Convergence analysis of Schwarz-like methods for degenerate elliptic-parabolic equations

TL;DR

This paper proves convergence of Schwarz-like domain decomposition methods for nonlinear, degenerate elliptic-parabolic PDEs, enabling parallel solutions for complex diffusion models.

Contribution

It introduces a novel convergence proof for Schwarz-like methods applied to nonlinear degenerate PDEs using a nonlinear framework based on monotone operator theory.

Findings

Proves convergence of Schwarz-like methods for degenerate elliptic-parabolic equations.

Uses a nonlinear framework based on monotone operators for the proof.

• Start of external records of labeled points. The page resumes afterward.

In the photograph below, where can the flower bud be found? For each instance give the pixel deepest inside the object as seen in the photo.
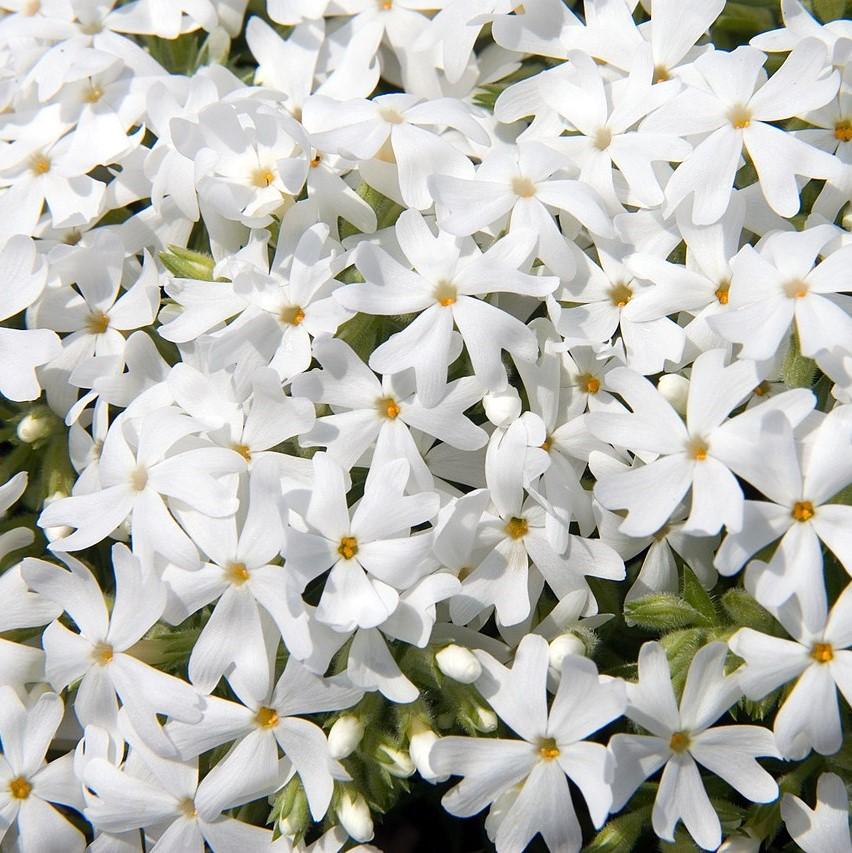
(354, 816)
(458, 663)
(345, 735)
(33, 428)
(564, 645)
(419, 747)
(675, 388)
(396, 761)
(502, 407)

Applicable to nonlinear diffusion processes with a $p$-structure.

Abstract

Convergence is proven for Schwarz-like methods applied to degenerate elliptic-parabolic equations with a $p$-structure. This family of PDEs, e.g., arises when modelling nonlinear diffusion processes. The Schwarz-like approximation methods are based on decomposing the space-time domain into overlapping subdomains, which enables parallel implementations. The methods are derived by introducing a pseudo-time component and applying time integrators of splitting type, which are time stepped towards infinity. This approach of decomposing the space-time domain is related to Schwarz waveform relaxation methods, but the methods considered here have the advantage that they can be proven to converge when applied to nonlinear parabolic, or even degenerate elliptic-parabolic, PDEs. We prove convergence by deriving a nonlinear framework based on the abstract theory for monotone operators and the existence theory for degenerate elliptic-parabolic equations.